Netflix's situation highlights the impact of its crackdown on password sharing and the introduction of a new advertising tier. Though these initiatives are expected to drive growth, it will take time for their full financial benefits to materialise.
Netflix executives called for patience and emphasized their focus on increasing profitability and free cash flow. The company's subscriber base grew by 8%, outpacing Wall Street estimates, and it remains optimistic about further growth.
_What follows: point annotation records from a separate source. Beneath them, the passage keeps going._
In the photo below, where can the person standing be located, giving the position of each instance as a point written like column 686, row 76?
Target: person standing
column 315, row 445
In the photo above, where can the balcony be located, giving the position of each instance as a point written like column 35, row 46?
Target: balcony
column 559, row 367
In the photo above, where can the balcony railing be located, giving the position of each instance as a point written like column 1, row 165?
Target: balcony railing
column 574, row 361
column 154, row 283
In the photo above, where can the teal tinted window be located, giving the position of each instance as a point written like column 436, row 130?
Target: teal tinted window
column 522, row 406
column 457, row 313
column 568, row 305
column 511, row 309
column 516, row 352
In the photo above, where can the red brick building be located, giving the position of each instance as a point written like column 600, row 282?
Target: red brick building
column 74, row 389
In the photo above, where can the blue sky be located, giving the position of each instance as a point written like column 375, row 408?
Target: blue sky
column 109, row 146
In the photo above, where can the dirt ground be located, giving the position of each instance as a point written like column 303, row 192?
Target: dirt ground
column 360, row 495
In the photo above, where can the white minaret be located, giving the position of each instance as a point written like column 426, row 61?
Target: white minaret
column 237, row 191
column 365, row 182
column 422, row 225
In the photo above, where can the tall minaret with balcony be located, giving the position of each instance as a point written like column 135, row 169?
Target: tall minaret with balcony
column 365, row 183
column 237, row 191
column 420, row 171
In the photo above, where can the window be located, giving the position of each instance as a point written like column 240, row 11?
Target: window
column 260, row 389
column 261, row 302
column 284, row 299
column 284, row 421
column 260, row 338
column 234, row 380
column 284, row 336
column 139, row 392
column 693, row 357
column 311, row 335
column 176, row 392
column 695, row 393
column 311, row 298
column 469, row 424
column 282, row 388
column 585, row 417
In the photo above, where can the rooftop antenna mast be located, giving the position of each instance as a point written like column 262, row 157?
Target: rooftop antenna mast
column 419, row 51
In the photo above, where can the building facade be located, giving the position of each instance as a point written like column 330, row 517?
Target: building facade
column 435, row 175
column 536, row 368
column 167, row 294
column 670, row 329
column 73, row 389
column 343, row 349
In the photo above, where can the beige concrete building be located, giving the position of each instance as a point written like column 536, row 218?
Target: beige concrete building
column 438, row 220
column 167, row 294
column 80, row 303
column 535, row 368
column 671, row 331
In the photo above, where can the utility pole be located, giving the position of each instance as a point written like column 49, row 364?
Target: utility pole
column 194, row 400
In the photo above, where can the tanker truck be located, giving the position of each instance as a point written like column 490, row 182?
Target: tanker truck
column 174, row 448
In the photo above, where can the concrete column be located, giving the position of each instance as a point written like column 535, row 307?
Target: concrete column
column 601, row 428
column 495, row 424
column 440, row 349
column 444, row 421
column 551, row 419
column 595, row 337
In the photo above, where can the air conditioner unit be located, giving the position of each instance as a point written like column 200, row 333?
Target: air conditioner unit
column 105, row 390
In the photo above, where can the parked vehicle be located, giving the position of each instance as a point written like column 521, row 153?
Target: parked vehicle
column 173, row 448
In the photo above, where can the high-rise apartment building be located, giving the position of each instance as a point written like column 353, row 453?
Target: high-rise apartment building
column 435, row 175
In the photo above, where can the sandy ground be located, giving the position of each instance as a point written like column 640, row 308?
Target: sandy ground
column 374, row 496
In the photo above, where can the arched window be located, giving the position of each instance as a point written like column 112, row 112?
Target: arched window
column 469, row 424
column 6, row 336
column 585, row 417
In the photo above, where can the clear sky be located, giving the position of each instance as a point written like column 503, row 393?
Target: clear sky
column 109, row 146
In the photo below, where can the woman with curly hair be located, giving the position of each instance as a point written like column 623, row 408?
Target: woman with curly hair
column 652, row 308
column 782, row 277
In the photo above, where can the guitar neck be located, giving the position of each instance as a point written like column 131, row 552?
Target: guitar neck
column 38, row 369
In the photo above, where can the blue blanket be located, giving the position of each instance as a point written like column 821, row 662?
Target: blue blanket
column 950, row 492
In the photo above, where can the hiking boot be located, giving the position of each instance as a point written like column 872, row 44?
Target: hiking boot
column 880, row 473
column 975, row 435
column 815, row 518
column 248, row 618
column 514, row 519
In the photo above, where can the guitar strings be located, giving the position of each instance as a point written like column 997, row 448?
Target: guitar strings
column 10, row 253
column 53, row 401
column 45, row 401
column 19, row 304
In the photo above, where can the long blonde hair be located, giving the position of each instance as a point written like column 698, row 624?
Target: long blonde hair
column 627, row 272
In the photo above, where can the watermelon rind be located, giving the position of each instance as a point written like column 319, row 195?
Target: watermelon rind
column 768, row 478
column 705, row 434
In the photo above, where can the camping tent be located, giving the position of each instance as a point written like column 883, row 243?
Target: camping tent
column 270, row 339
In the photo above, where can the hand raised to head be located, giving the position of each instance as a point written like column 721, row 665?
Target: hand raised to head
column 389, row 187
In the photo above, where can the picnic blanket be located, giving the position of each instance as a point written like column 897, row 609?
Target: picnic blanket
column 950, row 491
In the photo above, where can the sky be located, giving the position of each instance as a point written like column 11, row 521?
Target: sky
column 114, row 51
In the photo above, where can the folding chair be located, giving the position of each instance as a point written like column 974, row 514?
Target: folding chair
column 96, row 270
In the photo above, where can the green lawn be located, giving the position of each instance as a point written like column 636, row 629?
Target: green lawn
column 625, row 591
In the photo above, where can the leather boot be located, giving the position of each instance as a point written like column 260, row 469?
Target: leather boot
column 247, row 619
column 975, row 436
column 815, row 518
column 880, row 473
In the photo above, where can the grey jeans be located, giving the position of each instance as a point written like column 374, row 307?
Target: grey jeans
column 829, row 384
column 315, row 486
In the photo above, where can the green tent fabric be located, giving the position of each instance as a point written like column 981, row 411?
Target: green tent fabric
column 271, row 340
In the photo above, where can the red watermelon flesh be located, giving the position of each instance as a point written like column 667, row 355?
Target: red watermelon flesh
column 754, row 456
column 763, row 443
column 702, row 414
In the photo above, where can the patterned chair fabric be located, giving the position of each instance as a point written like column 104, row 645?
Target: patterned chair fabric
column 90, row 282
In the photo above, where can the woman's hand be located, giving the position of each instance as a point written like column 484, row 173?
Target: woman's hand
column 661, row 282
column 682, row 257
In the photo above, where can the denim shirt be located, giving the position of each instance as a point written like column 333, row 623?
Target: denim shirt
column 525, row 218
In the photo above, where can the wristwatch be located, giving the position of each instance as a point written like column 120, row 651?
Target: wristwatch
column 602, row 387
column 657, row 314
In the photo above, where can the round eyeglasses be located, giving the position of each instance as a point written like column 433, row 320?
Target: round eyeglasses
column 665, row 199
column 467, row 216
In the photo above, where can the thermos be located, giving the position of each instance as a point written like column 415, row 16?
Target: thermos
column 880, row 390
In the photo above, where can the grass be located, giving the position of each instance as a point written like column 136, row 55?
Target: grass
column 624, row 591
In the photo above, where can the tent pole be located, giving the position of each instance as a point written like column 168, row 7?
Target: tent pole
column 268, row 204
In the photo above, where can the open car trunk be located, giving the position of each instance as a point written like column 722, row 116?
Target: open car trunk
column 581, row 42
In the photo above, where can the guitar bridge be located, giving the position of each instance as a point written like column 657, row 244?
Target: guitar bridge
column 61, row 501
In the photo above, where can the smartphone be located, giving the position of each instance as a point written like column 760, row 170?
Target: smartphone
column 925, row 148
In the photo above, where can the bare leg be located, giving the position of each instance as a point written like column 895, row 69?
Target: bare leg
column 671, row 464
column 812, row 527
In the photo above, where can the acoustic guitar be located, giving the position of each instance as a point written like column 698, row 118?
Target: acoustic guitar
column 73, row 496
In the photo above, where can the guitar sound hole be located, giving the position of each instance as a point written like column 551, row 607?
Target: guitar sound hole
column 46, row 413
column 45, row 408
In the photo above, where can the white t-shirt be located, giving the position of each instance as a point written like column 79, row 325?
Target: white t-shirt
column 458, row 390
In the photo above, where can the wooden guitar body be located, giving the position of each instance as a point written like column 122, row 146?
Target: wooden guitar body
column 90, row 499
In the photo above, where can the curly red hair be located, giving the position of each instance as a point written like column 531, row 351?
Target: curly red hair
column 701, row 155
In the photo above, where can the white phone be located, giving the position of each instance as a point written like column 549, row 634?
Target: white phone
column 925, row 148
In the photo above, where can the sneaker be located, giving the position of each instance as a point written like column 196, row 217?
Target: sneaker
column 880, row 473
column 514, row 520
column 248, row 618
On the other hand, Tesla's lower-than-expected margin in the second quarter resulted from ongoing vehicle price cuts, posing challenges for the automaker. Taiwan Semiconductor's stock decline came after reporting its first quarterly net income decline in years.
Amid these developments, the market continues to face uncertainties, but analysts believe that long-term investors should remain patient and monitor the evolving situations. The focus on tech stocks' performance and market dynamics remains critical as investors navigate through these uncertain times.